Subsidiary unit of a traditional bank
New technologies, devices, and customers keep banks under pressure. Traditional institutions understand that they should keep pace with time. However, fast changes are often impossible due to gaps in the current technology base and a large enterprise system. In this situation, many banks choose to create a new product – neobank. This model is less risky than a self-governing solution as the parent bank bears the regulatory requirements. Also, subsidiary neobank can offer a broader range of banking products. In particular, long-term loans – mortgages, car loans, etc.
Hello Bank! owned by BNP Paribas is one of the most successful filial neobanks. It operates in six European countries and has an extensive user base. The bank offers easy savings and favorable loans. Also, it comes up with nice bonuses. For example, new clients get big cashback for purchases in various stores. Except for traditional services, the bank provides brokerage and insurance tools.

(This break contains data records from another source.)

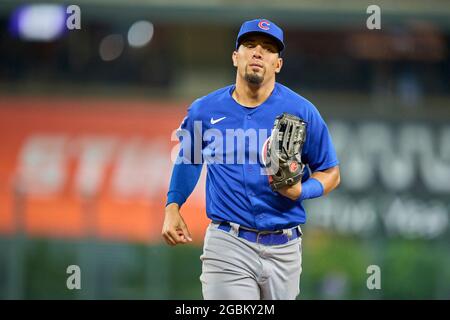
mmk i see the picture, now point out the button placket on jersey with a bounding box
[242,111,261,223]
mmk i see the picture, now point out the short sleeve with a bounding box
[302,102,339,172]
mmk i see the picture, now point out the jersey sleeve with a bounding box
[302,102,339,172]
[166,101,204,207]
[166,162,203,207]
[176,101,204,165]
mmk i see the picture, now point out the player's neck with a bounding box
[233,77,275,108]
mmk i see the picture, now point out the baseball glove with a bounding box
[263,113,307,191]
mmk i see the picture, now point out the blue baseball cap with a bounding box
[236,19,284,53]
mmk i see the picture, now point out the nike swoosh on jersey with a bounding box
[210,116,226,124]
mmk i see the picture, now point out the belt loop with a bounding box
[297,225,303,237]
[282,228,293,239]
[229,222,240,236]
[211,221,220,229]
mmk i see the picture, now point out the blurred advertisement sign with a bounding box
[0,98,208,243]
[307,120,450,240]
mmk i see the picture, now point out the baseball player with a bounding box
[162,18,340,300]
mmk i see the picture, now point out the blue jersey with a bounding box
[168,82,339,231]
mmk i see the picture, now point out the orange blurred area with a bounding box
[180,203,211,243]
[96,199,160,242]
[0,97,209,244]
[0,182,14,234]
[24,196,85,238]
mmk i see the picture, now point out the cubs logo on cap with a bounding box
[258,20,270,30]
[236,18,285,52]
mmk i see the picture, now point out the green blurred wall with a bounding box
[1,232,449,299]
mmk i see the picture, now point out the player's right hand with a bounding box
[162,203,193,246]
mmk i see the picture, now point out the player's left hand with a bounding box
[277,181,302,201]
[263,113,307,191]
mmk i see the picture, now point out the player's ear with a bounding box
[232,51,238,67]
[275,56,283,73]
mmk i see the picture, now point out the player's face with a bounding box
[232,34,283,85]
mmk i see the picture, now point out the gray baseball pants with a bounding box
[200,222,303,300]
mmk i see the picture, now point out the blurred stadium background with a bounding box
[0,0,450,299]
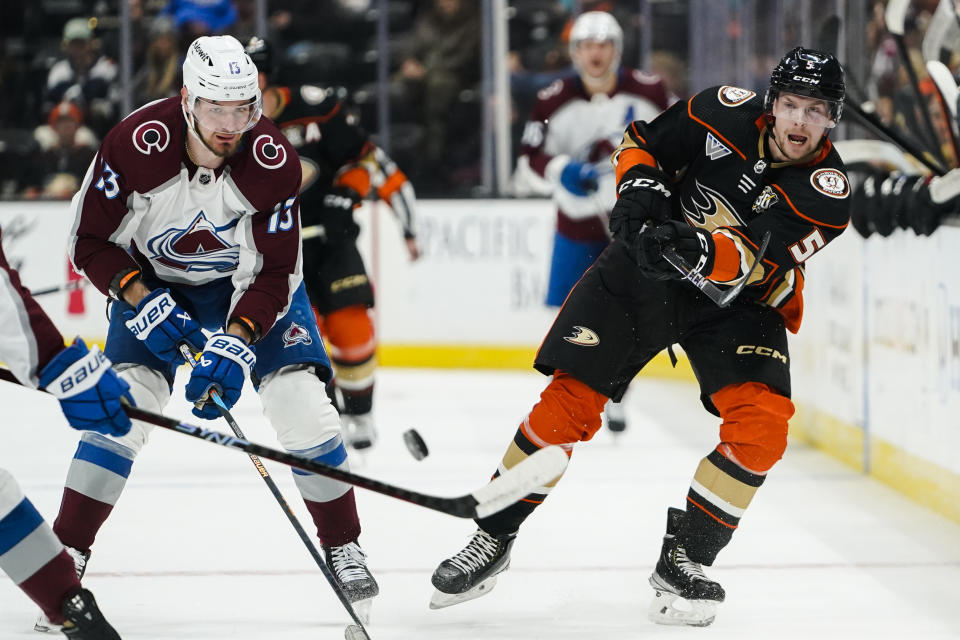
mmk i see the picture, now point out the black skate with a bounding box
[324,541,379,623]
[35,547,90,633]
[59,588,121,639]
[429,529,516,609]
[648,507,725,627]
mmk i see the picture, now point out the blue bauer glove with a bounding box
[183,334,256,420]
[123,288,206,364]
[559,160,600,196]
[38,338,134,436]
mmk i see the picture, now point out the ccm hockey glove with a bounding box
[609,169,673,243]
[184,334,256,420]
[39,338,134,436]
[636,220,715,281]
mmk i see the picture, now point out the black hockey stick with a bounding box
[885,0,949,166]
[843,97,947,176]
[177,346,371,639]
[29,280,88,297]
[0,366,566,519]
[662,230,771,308]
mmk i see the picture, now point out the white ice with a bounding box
[2,369,959,639]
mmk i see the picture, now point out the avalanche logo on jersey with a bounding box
[682,180,744,230]
[282,322,313,348]
[253,134,287,170]
[132,120,170,155]
[705,133,732,160]
[146,211,240,273]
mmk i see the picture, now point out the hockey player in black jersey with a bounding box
[430,47,851,627]
[246,37,420,451]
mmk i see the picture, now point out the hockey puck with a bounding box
[402,428,429,460]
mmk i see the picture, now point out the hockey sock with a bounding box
[290,437,362,546]
[323,305,376,416]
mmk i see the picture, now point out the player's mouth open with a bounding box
[787,134,807,145]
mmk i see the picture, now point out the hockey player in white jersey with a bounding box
[514,10,672,432]
[34,35,378,633]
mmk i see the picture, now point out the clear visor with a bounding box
[191,96,262,135]
[772,96,837,129]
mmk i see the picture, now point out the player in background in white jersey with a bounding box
[1,229,126,639]
[513,11,672,433]
[34,35,378,633]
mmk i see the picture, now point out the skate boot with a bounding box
[324,541,379,623]
[35,547,91,633]
[59,588,121,639]
[430,528,516,609]
[648,507,725,627]
[604,399,627,433]
[341,413,377,450]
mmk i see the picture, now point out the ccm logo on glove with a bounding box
[618,177,671,198]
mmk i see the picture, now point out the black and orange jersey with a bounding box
[266,84,375,230]
[613,85,851,332]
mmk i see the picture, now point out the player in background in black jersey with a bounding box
[246,37,420,451]
[429,47,851,628]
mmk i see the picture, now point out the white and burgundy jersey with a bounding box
[68,97,303,336]
[517,68,672,242]
[0,229,65,387]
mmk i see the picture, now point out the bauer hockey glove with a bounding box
[184,334,256,420]
[122,288,206,365]
[609,170,673,244]
[636,220,715,281]
[559,160,600,196]
[38,338,134,436]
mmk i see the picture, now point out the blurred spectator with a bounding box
[44,18,119,138]
[162,0,237,50]
[25,100,98,199]
[132,16,181,108]
[392,0,481,194]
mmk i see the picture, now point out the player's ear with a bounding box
[180,86,189,105]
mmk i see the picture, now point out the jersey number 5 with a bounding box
[788,228,825,263]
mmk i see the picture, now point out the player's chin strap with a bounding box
[661,230,772,309]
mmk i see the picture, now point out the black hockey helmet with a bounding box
[244,36,276,80]
[764,47,845,122]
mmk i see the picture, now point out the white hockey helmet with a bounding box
[182,35,262,135]
[569,11,623,71]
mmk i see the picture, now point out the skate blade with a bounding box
[429,575,498,609]
[344,623,370,640]
[350,597,373,625]
[648,588,717,627]
[34,612,61,633]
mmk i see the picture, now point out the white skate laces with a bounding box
[672,545,709,582]
[328,542,370,583]
[447,530,500,574]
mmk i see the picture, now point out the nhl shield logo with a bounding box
[282,322,313,348]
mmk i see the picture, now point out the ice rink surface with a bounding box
[2,368,959,639]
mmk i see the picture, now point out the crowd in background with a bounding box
[0,0,955,200]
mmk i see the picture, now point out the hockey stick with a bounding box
[843,97,947,175]
[180,345,373,638]
[661,230,771,309]
[921,0,960,64]
[29,279,88,297]
[0,366,566,519]
[885,0,949,165]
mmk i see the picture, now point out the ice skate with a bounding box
[35,547,90,633]
[324,541,378,623]
[604,399,627,433]
[341,413,377,450]
[430,529,516,609]
[59,588,120,639]
[648,508,725,627]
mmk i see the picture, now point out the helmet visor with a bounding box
[192,96,262,135]
[772,94,838,129]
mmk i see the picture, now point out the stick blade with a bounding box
[884,0,909,36]
[470,445,568,519]
[927,60,959,119]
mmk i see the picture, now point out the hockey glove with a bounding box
[39,338,134,436]
[609,172,673,243]
[184,334,256,420]
[317,186,362,243]
[123,288,205,364]
[636,220,715,281]
[559,160,600,196]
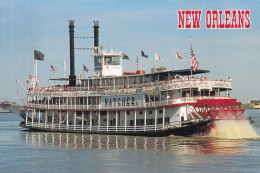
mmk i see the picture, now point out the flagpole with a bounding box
[141,56,142,72]
[33,49,38,88]
[83,63,84,79]
[175,52,177,70]
[190,36,192,76]
[154,53,156,73]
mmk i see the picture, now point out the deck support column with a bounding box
[81,111,84,131]
[115,111,118,132]
[90,111,92,131]
[98,111,100,132]
[162,107,165,129]
[134,110,136,132]
[155,108,157,131]
[86,96,88,109]
[52,111,54,129]
[25,110,28,126]
[124,111,127,132]
[47,97,50,109]
[144,109,147,131]
[45,110,47,128]
[73,111,76,130]
[31,109,35,127]
[38,109,41,127]
[66,111,69,129]
[59,96,60,109]
[59,111,61,129]
[106,111,109,132]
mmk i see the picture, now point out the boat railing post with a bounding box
[38,109,40,127]
[25,110,28,126]
[115,110,118,132]
[124,110,127,132]
[73,111,76,130]
[32,109,35,127]
[45,110,47,128]
[66,111,69,130]
[162,107,165,129]
[59,111,61,130]
[52,111,54,129]
[98,111,100,132]
[144,109,147,132]
[134,110,136,132]
[81,111,84,131]
[107,111,109,132]
[90,111,92,131]
[155,108,157,131]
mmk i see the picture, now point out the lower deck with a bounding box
[24,106,191,134]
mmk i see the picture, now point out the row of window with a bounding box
[130,117,170,126]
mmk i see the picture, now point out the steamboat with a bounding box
[17,20,246,136]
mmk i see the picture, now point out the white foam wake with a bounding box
[208,120,259,139]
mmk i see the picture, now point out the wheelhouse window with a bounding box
[104,56,120,65]
[94,56,102,66]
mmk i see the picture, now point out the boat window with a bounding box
[105,56,120,65]
[94,56,102,66]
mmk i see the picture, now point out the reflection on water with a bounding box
[22,131,256,155]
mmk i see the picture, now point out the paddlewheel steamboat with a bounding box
[17,20,246,136]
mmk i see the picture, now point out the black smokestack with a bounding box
[69,20,76,86]
[93,20,99,53]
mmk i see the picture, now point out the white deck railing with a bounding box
[26,122,169,132]
[28,80,231,97]
[27,96,230,110]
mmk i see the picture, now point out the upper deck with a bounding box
[29,77,231,97]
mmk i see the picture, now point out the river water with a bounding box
[0,110,260,173]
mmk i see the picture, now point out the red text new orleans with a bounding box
[178,10,250,29]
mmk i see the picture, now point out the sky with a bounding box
[0,0,260,104]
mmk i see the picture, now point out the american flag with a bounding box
[84,65,90,72]
[104,60,109,70]
[34,50,44,61]
[191,48,199,71]
[141,50,148,58]
[155,53,163,61]
[137,56,139,70]
[50,65,58,72]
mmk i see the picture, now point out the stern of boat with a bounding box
[183,99,247,136]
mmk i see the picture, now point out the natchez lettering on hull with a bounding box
[101,95,143,108]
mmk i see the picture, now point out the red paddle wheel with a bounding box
[186,99,246,136]
[192,99,245,120]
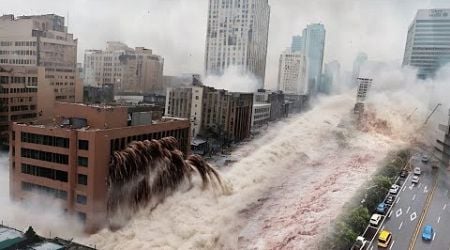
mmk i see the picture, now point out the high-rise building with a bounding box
[84,42,164,94]
[0,14,80,119]
[319,60,340,94]
[302,23,326,95]
[291,35,303,52]
[277,48,307,95]
[204,0,270,88]
[402,9,450,79]
[0,66,42,145]
[352,52,368,86]
[10,102,190,232]
[165,86,203,138]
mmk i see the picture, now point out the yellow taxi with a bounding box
[378,230,392,248]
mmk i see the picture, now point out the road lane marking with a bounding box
[410,212,417,221]
[396,208,402,218]
[388,210,393,218]
[412,194,416,200]
[408,176,438,250]
[409,184,414,190]
[433,232,436,241]
[370,246,373,250]
[444,204,447,210]
[402,185,407,191]
[396,197,401,204]
[390,240,395,250]
[399,221,403,230]
[382,226,385,231]
[406,206,411,214]
[424,186,428,193]
[438,216,441,223]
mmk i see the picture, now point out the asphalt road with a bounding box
[368,152,450,250]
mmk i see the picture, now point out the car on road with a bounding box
[412,175,420,184]
[422,155,429,163]
[389,184,400,194]
[414,167,421,175]
[370,214,382,227]
[376,203,387,214]
[378,230,392,248]
[422,225,434,241]
[385,194,395,205]
[400,169,408,178]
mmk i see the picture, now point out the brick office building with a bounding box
[10,102,190,232]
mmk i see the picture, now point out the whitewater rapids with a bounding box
[85,92,421,249]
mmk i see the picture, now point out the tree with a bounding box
[345,207,370,234]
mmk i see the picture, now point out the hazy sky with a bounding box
[3,0,450,89]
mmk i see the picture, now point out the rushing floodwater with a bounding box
[85,92,424,249]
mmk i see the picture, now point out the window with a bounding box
[21,163,68,182]
[21,148,68,164]
[21,181,67,200]
[78,140,89,150]
[76,194,87,205]
[78,174,88,185]
[78,156,88,167]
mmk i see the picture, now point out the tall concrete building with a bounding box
[0,14,80,119]
[10,102,190,232]
[204,0,270,88]
[402,9,450,79]
[302,23,326,95]
[320,60,340,94]
[84,42,164,94]
[165,86,203,138]
[352,52,368,86]
[277,48,307,95]
[291,35,303,52]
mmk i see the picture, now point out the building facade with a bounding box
[0,65,42,145]
[291,35,303,53]
[252,103,271,127]
[84,42,164,94]
[165,86,203,138]
[201,87,253,143]
[434,109,450,169]
[0,14,80,119]
[204,0,270,88]
[319,60,340,94]
[302,23,326,95]
[402,9,450,79]
[10,102,190,232]
[83,84,114,104]
[277,48,307,95]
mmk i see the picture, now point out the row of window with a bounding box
[0,76,38,84]
[0,41,36,47]
[21,163,68,182]
[11,113,37,120]
[0,59,36,65]
[0,87,37,94]
[21,148,69,165]
[21,132,70,148]
[0,50,37,55]
[22,181,67,200]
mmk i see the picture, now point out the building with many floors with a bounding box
[402,9,450,79]
[204,0,270,88]
[0,14,81,119]
[291,35,303,53]
[302,23,326,95]
[165,86,204,138]
[10,102,190,232]
[84,42,164,94]
[277,48,307,95]
[0,65,41,145]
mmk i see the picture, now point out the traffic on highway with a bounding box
[351,151,450,250]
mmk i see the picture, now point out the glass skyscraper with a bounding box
[302,23,326,95]
[402,9,450,79]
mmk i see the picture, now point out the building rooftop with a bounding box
[0,225,95,250]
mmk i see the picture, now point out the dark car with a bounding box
[400,170,408,178]
[385,195,395,205]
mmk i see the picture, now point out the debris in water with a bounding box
[106,137,226,230]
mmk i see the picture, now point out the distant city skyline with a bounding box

Subsidiary unit of a non-bank organization
Strong players in the financial market are neobanks organized by tech giants such as Google, Apple, Amazon, Baidu, and others. Such banks have a lot of advantages over their competitors. They are taken to the digital world like a duck to water. Thanks to the resources of parent corporations, they can easily undercut pricing and capture new markets. It is difficult for ordinary banks to deal with tech-savvy opponents because they cannot reduce the price of financial services to the level of neobanks.
MYBank, a part of the Alibaba Group, is one of the most popular banks in China. Currently, it has almost 6 million users. The bank focuses on individual loans. Also, it credits small and medium-sized businesses. You can request a loan via the bank’s app or website. All transactions are conducted online.
Why are neobanks good?
Neobanks are popular because they have much to offer. Often they build better service that meets clients’ needs. Among other things, people like intuitive app navigation and easy access to money tools. Neobanks have some advantages over traditional banks. They are more flexible and adaptable. Yet, it is challenging to compete with a variety of financial services provided by a brick and mortar bank.